The document at the heart of this confrontation is an internal review conducted by the CIA of the materials it had turned over to Feinstein’s committee during the course of the four-year congressional investigation into the Bush-era torture practices.
Feinstein said the document, which has become known as the Panetta Review after then-director of the CIA Leon Panetta, was first discovered by committee staff using CIA-provided search tools in 2010. It became particularly relevant later, after the committee completed a scathing 6,300-page report in December 2012, and the CIA sent its official response in June 2013.
The committee’s detailed report is still classified, but it is known to be highly critical of both the CIA’s role in the torture regime and its campaign to deceive Congress about it. The CIA vehemently took issue with those conclusions.
“Unlike the official response, these Panetta review documents were in agreement with the committee’s findings. That’s what makes them so significant and important to protect,” Feinstein said.

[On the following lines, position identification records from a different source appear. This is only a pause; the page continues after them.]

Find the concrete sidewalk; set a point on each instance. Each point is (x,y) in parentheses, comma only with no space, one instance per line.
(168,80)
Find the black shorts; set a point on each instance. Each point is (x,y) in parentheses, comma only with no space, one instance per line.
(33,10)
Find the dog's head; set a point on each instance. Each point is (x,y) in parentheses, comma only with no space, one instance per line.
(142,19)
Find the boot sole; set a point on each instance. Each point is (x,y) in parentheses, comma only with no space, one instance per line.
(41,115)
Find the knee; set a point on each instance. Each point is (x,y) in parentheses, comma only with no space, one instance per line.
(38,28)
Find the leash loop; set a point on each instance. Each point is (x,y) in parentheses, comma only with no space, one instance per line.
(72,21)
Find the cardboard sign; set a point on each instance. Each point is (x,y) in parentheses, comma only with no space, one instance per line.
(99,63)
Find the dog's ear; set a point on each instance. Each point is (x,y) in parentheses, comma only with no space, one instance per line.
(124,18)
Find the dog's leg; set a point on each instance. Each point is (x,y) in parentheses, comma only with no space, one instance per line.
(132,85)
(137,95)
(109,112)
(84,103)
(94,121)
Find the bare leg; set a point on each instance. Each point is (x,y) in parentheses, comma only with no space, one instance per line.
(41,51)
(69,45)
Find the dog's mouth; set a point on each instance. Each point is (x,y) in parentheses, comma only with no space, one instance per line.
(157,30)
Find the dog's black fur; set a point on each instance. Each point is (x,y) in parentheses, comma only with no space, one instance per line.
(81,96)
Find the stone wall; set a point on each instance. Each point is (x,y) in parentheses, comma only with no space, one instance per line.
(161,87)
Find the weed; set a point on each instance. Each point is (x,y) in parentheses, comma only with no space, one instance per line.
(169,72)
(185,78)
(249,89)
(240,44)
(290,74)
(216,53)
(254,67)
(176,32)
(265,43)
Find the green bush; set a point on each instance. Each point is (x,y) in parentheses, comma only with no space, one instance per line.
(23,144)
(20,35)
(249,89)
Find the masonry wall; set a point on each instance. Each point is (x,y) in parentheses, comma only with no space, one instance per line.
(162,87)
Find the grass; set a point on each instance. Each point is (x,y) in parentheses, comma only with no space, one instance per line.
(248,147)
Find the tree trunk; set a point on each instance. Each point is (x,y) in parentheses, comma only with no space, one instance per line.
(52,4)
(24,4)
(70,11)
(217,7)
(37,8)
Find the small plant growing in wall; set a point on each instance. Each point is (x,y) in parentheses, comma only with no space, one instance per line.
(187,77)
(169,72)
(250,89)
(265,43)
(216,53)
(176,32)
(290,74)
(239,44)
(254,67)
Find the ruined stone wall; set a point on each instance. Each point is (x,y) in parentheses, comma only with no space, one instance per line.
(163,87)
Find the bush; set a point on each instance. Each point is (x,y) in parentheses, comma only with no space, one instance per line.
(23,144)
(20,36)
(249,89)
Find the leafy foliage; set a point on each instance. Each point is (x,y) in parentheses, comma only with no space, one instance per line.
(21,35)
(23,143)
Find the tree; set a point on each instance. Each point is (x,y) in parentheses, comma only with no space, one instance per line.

Based on the CIA’s extensive record of removal and destruction of evidence, which Feinstein detailed in her floor speech, committee staff decided “there was a need to preserve and protect” a copy of the review, which meant bringing it back from the CIA-leased offices in Virginia where staff had been forced to conduct their investigation to secure facilities in a Senate office building.
The CIA’s foremost defender, the Military-Industrial Complex’s Champion Chump, finally realizes the value of the longtime-ago, shredded-on-her-watch Fourth Amendment.
Classic Greek theater; irony, hubris and all that.